As a child I was obsessed with Goosebumps books. I easily read at least 40 of them. Looking back I find it quite remarkable that the R.L. Stine managed to come up with so much horror content when I struggle to write one blog post a month. My favourite was Say Cheese and Die. When our protagonist takes a photo of her friends with a weird camera, some of them have blurred faces and then they die. Or something. Actual no one ever died I think because they were aimed at children. They always had a great twist at the end. The twist was usually that the protagonist's little brother managed to get hold of the Magic Cursed Thing and so would repeat the whole cycle.
There was one called something like "Oh no my dad is a Plant" where the protagonist's dad turns into a plant. I couldn't stand not remembering the title so looked it up just there. It was actually "Stay out of the Basement". Which is better than "Oh no my dad's a Plant" because the latter actually gives away most of the story. I'm a little disheartened though because as an aspiring writer I know the pains of coming up with a book title. If "Oh no my dad's a Plant" can cut it, I might not have much to worry about. On the other hand, "Oh no my dad's a Plant" isn't taken. So there's that. Hope you're all looking forward to the inevitable success of "Oh no my dad's a Plant" by Anthea Middleton, a rollercoaster sci-fi comedy thriller that will awkwardly have one really weird reference to a plant dad wedged in to try and make the title fit.
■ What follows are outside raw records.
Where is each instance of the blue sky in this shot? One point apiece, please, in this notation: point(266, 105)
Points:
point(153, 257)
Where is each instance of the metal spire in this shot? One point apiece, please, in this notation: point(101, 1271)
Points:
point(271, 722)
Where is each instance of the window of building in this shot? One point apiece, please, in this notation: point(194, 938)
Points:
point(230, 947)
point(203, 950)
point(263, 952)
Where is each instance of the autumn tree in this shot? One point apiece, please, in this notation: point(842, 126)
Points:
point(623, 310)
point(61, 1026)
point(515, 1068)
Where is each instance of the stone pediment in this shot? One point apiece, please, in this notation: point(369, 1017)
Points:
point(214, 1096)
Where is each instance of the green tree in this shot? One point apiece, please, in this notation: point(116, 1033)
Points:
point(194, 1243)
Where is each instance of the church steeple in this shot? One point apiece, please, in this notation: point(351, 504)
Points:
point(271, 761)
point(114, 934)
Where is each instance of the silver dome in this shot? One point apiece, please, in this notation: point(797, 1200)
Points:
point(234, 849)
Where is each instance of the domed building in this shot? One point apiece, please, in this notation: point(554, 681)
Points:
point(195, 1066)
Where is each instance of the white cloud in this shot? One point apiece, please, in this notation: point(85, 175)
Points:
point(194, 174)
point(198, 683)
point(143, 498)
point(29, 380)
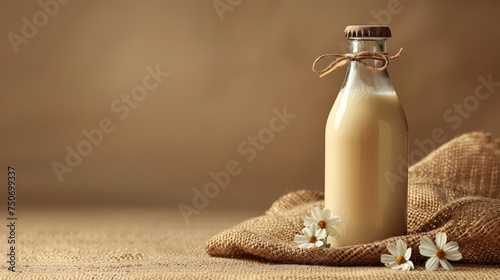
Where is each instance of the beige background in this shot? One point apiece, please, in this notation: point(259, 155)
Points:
point(226, 76)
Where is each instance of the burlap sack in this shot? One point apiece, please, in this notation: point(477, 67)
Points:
point(455, 189)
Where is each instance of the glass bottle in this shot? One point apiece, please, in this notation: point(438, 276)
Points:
point(366, 148)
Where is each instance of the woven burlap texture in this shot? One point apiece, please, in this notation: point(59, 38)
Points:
point(455, 189)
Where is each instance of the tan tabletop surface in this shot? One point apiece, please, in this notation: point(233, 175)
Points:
point(158, 244)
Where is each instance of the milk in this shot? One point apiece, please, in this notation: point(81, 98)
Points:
point(366, 151)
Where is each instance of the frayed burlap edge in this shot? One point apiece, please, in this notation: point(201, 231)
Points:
point(455, 189)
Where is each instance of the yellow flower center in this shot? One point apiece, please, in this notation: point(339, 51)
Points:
point(440, 254)
point(400, 260)
point(312, 239)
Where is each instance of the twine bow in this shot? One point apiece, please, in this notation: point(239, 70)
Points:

The Cuckoo Clock of Doom. What a title. I think that was a time travel one. The Blob that Ate Everyone. Imagine him pitching that. 'So I know it's one month (seriously! May 1997 - June 1997) since I published "Don't Go To Sleep!" but I've got a great new idea. Hear me out. The Blob that Ate Everyone.' 'We love it.'
Anyway the point of that rather lengthy Goosebumps reverie was that I'm now living in a Goosebumps book. Let me be clear. Sometimes I like stories, but that doesn't mean I want to actually live them out. This is an especially important point because one of my favourite genres is bleak British detective novels about grisly murders. One notable exception to this rule is of course Harry Potter. At aged almost 30 it's getting more and more awkward to receive my Hogwarts admissions letter.
We live in a ground floor flat. Across the street, there's a row of flats that sort of mirror ours. From our window we can see straight into across-the-street-and-up-one's sitting room. At least I assume it's their sitting room. Possibly their wiccan ritual room, where they sometimes also sit. No one else can really see into that room because a tree blocks the flats to either side of us, and if you move closer you're too close to see up.
There's something weird about that room. Have a look at this picture we took one night.
Do you see it? How about now?
Bit of a weird shape eh? How about now?
What in blazing hell is that? That room has nothing in it, except one bare mannequin (who we've called Manny to try and make light of the otherwise horrifying situation). This has been the case for months. There's no lamps, no couches, no table, no decoration. Just Manny. They leave the light on and the curtains open every night so we, and only we, can see their freakish bald mannequin. He's in the centre of the room too. I know this because once someone walked in behind him.
I really want to go over, ring their bell, and say "Hey, what's with the mannequin?" But Dan rightly pointed out that because we're living in a Goosebumps book I can't do that. Inevitably they will say "what mannequin?", show us their perfectly normal couch-TV-lamp-bookcase sitting room and send me home, whereupon I'll look in our window from the footpath and our sitting room will be entirely bare, apart from one large bald mannequin.